Photo for: Old Plank Road Trail Included in Great American Rail-Trail Route

Photo by Chris Cheng

The Old Plank Road Trail in Will and Cook counties has been included in a 3,700-mile Great American Rail-Trail route that was announced Wednesday, May 8, by the Rails-to-Trails Conservancy (RTC) organization.

The local path is one of more than 125 trails designated along the "Great American" route, which stretches from Washington, D.C., to Washington State. The OPRT is a 22-mile trail that travels from Joliet through New Lenox, Frankfort, Matteson, Richton Park, Park Forest and Chicago Heights and is owned and managed by multiple jurisdictions, including the Forest Preserve District of Will County.

The remainder of the Great American route in Illinois uses the I&M Canal State Trail in Will, Grundy and LaSalle Counties and the Hennepin Canal Parkway in Bureau and Henry counties. 

"It’s exciting to learn the Old Plank Road Trail was chosen to be part of the Great American Rail-Trail," said Ralph Schultz, the Forest Preserve District's chief operating officer. "The OPRT was our first rail-trail conversion and would not have been possible without local advocates and volunteers as well as the commitment of our municipal partners in preserving the corridor and funding the development and maintenance of the trail."

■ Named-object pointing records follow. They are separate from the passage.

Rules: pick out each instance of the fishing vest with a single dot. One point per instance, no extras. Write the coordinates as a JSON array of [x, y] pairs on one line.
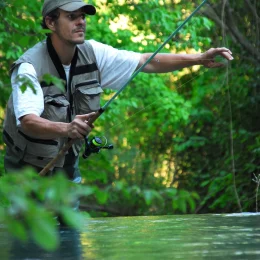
[[81, 95]]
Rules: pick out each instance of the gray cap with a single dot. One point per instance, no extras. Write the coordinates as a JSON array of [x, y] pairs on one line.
[[67, 5]]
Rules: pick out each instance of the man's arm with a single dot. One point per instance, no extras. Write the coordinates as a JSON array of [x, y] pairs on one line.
[[163, 63]]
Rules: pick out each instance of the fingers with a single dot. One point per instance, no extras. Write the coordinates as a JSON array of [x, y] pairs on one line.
[[80, 127], [224, 52]]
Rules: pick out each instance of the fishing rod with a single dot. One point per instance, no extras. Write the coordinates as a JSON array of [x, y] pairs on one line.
[[97, 114]]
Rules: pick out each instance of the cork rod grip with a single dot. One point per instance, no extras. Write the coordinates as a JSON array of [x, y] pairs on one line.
[[67, 146]]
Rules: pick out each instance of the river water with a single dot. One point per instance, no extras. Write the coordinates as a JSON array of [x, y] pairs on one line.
[[189, 237]]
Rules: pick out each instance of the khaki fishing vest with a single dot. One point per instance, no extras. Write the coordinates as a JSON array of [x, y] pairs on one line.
[[81, 96]]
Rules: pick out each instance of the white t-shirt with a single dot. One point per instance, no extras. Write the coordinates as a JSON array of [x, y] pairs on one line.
[[116, 67]]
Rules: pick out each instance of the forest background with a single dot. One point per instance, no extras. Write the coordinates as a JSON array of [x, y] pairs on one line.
[[184, 142]]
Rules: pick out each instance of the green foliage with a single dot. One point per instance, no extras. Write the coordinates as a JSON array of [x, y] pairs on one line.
[[30, 204], [184, 141]]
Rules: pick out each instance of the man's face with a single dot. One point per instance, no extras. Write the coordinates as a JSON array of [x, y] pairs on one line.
[[71, 26]]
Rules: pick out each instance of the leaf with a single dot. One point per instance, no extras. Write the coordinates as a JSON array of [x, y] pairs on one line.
[[73, 218], [44, 230], [18, 229]]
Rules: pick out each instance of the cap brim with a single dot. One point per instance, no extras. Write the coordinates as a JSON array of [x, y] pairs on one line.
[[70, 7]]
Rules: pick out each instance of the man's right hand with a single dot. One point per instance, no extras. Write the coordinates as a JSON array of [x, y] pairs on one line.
[[79, 127]]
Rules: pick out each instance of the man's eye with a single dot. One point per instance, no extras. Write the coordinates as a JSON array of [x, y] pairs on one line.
[[74, 16]]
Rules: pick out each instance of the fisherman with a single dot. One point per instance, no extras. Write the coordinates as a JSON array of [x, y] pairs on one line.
[[38, 125]]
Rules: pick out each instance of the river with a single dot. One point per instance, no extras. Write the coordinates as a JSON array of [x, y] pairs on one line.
[[189, 237]]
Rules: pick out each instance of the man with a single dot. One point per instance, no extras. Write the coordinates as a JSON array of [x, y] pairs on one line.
[[37, 126]]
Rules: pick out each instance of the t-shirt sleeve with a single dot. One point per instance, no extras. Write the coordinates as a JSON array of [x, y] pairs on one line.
[[27, 102], [116, 66]]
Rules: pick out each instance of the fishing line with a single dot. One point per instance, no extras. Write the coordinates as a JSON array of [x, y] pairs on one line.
[[67, 146], [144, 108]]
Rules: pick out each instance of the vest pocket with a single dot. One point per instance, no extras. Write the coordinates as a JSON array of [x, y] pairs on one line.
[[87, 97], [56, 108]]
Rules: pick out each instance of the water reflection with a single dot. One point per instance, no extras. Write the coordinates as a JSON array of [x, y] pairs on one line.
[[230, 236], [70, 248]]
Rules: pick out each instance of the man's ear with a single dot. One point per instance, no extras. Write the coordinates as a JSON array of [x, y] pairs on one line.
[[50, 23]]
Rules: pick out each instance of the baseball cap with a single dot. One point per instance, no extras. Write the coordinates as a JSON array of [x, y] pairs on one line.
[[67, 5]]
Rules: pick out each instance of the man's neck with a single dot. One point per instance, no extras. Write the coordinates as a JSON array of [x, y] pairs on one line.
[[64, 51]]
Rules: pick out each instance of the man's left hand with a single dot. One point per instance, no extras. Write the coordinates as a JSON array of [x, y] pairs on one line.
[[208, 57]]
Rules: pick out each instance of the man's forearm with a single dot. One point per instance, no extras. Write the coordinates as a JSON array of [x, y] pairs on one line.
[[163, 63], [38, 127]]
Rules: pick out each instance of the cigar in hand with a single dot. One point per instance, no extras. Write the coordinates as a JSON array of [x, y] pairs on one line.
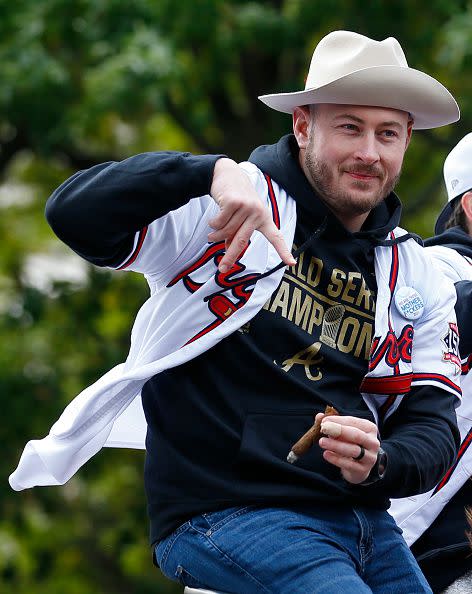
[[311, 437]]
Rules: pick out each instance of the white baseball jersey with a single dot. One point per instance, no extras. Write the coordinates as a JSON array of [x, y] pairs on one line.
[[415, 514], [175, 325]]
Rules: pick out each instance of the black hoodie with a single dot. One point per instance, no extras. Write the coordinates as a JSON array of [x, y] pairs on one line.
[[220, 426]]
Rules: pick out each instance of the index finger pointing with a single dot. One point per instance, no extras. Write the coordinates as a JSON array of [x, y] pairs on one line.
[[275, 237]]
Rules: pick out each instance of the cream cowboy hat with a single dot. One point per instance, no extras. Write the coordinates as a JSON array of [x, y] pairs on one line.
[[351, 69]]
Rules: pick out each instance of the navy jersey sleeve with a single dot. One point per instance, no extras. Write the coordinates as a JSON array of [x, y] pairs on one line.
[[98, 211]]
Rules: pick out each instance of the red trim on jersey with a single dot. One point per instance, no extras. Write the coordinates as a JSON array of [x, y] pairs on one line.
[[463, 447], [437, 377], [467, 365], [134, 255], [394, 268], [273, 202], [391, 384]]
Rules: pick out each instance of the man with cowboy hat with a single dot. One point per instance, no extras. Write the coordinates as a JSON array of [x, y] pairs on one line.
[[234, 353], [434, 523]]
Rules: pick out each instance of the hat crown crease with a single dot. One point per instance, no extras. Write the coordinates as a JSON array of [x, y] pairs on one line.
[[341, 55]]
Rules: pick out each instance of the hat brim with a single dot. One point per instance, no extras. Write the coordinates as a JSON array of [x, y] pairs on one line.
[[394, 87], [444, 216]]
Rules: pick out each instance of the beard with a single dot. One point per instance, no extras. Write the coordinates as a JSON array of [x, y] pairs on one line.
[[343, 202]]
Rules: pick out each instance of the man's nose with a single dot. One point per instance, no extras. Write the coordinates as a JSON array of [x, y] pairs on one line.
[[367, 149]]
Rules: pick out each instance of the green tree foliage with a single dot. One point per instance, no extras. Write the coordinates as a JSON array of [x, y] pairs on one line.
[[85, 81]]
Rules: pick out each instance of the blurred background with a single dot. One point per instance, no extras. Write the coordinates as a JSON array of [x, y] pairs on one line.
[[86, 81]]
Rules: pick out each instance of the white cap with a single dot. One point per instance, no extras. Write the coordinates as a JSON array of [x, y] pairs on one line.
[[457, 177], [458, 168]]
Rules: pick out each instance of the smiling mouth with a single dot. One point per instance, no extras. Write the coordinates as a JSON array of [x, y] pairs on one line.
[[362, 176]]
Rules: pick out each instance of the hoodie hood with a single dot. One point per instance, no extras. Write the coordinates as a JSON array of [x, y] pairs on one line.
[[280, 162], [454, 238]]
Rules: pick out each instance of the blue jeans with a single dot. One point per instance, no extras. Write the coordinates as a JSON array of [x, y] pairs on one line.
[[252, 550]]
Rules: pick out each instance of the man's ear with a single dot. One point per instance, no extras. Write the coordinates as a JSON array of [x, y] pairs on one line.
[[409, 131], [301, 126], [466, 202]]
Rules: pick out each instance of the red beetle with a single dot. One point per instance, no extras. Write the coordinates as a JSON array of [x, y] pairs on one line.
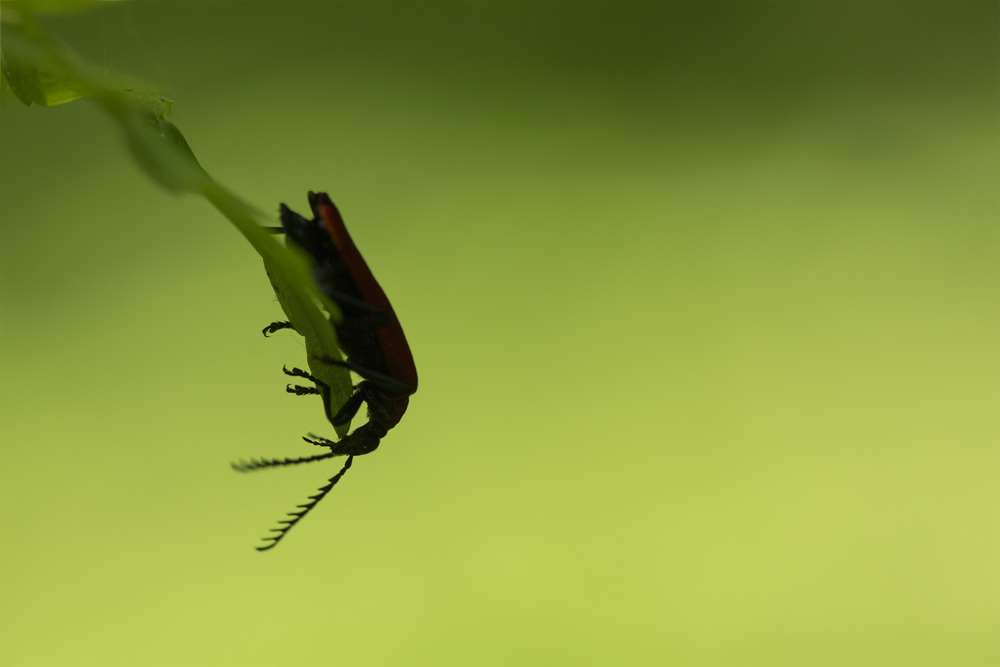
[[368, 333]]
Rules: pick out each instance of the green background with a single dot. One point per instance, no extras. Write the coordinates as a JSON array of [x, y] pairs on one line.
[[704, 300]]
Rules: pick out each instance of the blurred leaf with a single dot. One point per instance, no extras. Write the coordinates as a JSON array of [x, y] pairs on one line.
[[53, 6], [41, 71]]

The Great American Rail-Trail "will unite millions of people over thousands of miles," Ryan Chao, president of RTC, said in a press release. "This trail is a once-in-a-lifetime opportunity to provide – together – an enduring gift to the nation that will bring joy for generations to come."

The preferred route of the nation's first cross-country multiuse trail is detailed in a comprehensive report released by the organization. The Great American Rail-Trail Route Assessment Report outlines RTC's recommendation for the route, developed in close partnership with state and local trail planners and managers.

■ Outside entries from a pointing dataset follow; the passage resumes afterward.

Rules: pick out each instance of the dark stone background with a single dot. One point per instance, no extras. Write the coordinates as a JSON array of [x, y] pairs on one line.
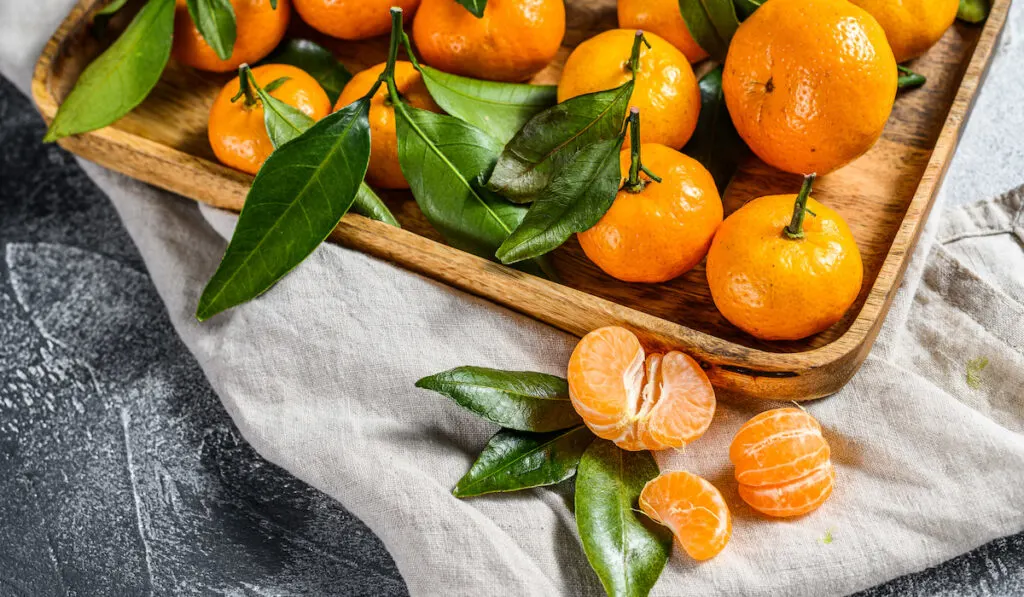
[[120, 471]]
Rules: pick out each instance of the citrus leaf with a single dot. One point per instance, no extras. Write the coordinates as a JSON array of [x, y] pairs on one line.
[[519, 460], [474, 6], [908, 79], [712, 24], [517, 399], [744, 8], [443, 158], [974, 11], [298, 197], [715, 142], [315, 60], [549, 139], [215, 22], [627, 551], [498, 109], [579, 195], [122, 77]]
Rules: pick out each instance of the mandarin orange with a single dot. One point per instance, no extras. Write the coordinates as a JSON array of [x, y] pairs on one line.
[[638, 400], [513, 41], [237, 131], [782, 463], [911, 26], [692, 508], [809, 83], [384, 171], [778, 274], [259, 29], [666, 90], [663, 17]]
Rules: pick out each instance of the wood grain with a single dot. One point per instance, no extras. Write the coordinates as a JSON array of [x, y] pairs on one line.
[[885, 196]]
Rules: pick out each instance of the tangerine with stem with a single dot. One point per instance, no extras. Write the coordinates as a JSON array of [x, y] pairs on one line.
[[776, 273], [638, 400], [782, 463], [663, 219]]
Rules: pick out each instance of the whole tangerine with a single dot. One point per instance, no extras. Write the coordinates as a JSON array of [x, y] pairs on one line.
[[662, 17], [352, 19], [656, 230], [384, 170], [911, 26], [513, 41], [666, 90], [237, 131], [259, 29], [638, 400], [809, 83], [692, 508], [778, 274], [782, 463]]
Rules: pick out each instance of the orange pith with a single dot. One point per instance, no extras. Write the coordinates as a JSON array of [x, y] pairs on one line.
[[665, 229], [809, 83], [384, 170], [260, 28], [662, 17], [513, 41], [692, 508], [640, 401], [352, 19], [666, 90], [238, 133], [782, 463]]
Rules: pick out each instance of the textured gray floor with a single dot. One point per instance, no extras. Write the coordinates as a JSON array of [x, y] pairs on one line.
[[120, 471]]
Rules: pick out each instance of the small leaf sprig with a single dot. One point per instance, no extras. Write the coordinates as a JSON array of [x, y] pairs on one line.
[[542, 441]]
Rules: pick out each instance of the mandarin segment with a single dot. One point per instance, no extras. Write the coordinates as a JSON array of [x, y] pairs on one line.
[[640, 401], [692, 508], [782, 463]]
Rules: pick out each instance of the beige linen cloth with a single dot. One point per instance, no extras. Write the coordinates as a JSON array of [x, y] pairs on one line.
[[318, 376]]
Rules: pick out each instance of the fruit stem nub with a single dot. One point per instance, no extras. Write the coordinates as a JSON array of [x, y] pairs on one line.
[[246, 83], [634, 64], [796, 228], [634, 183]]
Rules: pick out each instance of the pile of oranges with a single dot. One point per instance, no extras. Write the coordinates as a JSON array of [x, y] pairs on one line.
[[809, 85]]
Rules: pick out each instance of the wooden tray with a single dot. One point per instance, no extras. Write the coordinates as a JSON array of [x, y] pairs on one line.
[[885, 196]]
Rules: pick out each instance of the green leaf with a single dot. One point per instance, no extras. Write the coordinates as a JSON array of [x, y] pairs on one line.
[[908, 79], [628, 551], [443, 158], [519, 460], [215, 22], [974, 11], [369, 204], [712, 23], [474, 6], [498, 109], [517, 399], [715, 142], [298, 197], [122, 77], [552, 137], [744, 8], [315, 60], [579, 195]]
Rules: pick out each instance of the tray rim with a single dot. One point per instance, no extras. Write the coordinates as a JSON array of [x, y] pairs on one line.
[[804, 375]]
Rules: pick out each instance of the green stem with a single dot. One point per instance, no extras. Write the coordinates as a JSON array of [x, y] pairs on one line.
[[634, 183], [634, 64], [796, 228], [245, 87]]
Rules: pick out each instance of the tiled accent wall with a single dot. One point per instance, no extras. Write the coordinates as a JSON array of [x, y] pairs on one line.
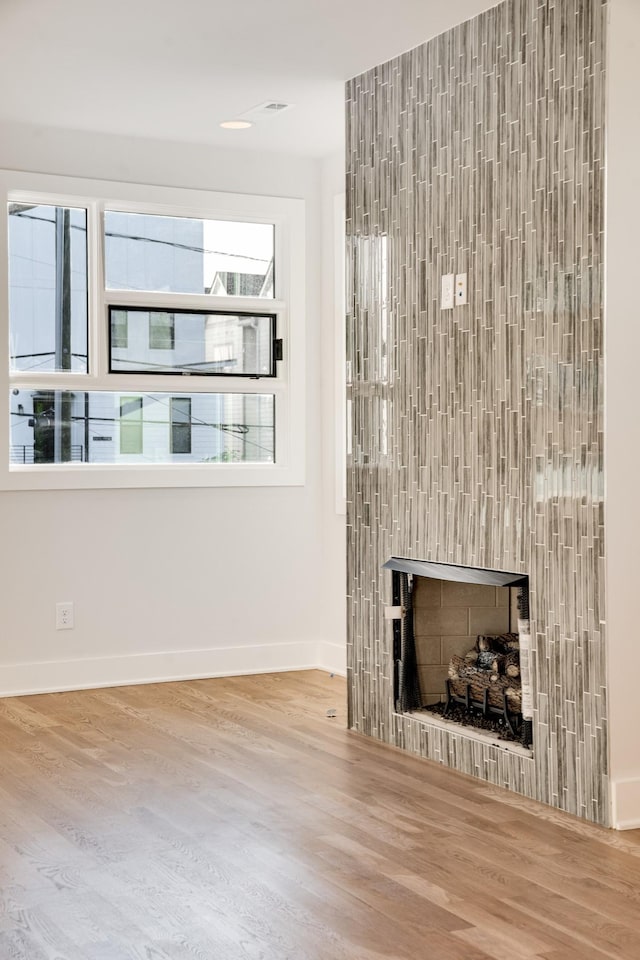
[[477, 432], [447, 618]]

The organization sought a cross-country route that would provide a high-quality experience for trail users and boost economic and social benefits to the communities it connects, said Liz Thorstensen, vice president of trail development at RTC.

Over 12 months, RTC analyzed more than 34,000 miles of multiuse trails, reviewed state and local trail plans and held discussions with hundreds of trail partners and state agencies along the route. The preferred route aligns with RTC's and its partners' goal of having one contiguous route that is initially more than 80 percent, and ultimately entirely, off-street and separated from vehicle traffic, and is the most direct route between Washington, D.C., and Washington State.

The route travels through 12 states and the District of Columbia. In addition to highlighting the 1,900 miles of existing route, the report also identifies trail gaps in need of development to fully connect the Great American Rail-Trail route into one contiguous course, according to a press release from RTC.

"We believe the Great American Rail-Trail will be a transformative project for the nation, as it magnifies on a grand scale the benefits that trails have delivered to communities for decades," Chao said. "Whether bridging gaps within and between communities, creating safe walking and biking access to jobs, transit, shopping and green space; or serving as recreation for cyclists, runners and casual daily explorers, this will be America's trail."



RTC will work to spur trail completion and it is asking 1 million trail lovers to pledge their support to the cross-country trail. All of the details, including the route, are available on RTC's Great American website.

The OPRT has been a popular path ever since the first 12-mile section opened more than two decades ago on July 19, 1997. That first trail section stretched from Western Avenue in Park Forest to the Forest Preserve District’s Hickory Creek Preserve – Hickory Creek Junction in Mokena. Subsequent trail additions pushed the path west into New Lenox and Joliet. The most recent extension brought the trail a mile farther east to Chicago Heights for a total trail length of 22 miles.

Plans for creating the path date back to the 1970s when the Forest Preserve worked with 14 municipalities to try to gain ownership of the defunct Penn Central railroad line. It took around 20 years for the group to get the funding necessary to buy the rail route and there was opposition by some along the way. But trail proponents persevered and the OPRT became a reality.

Success with the OPRT paved the way for other regional trails and trail conversion projects, and the Forest Preserve will continue to look for similar opportunities in the future, Schultz said.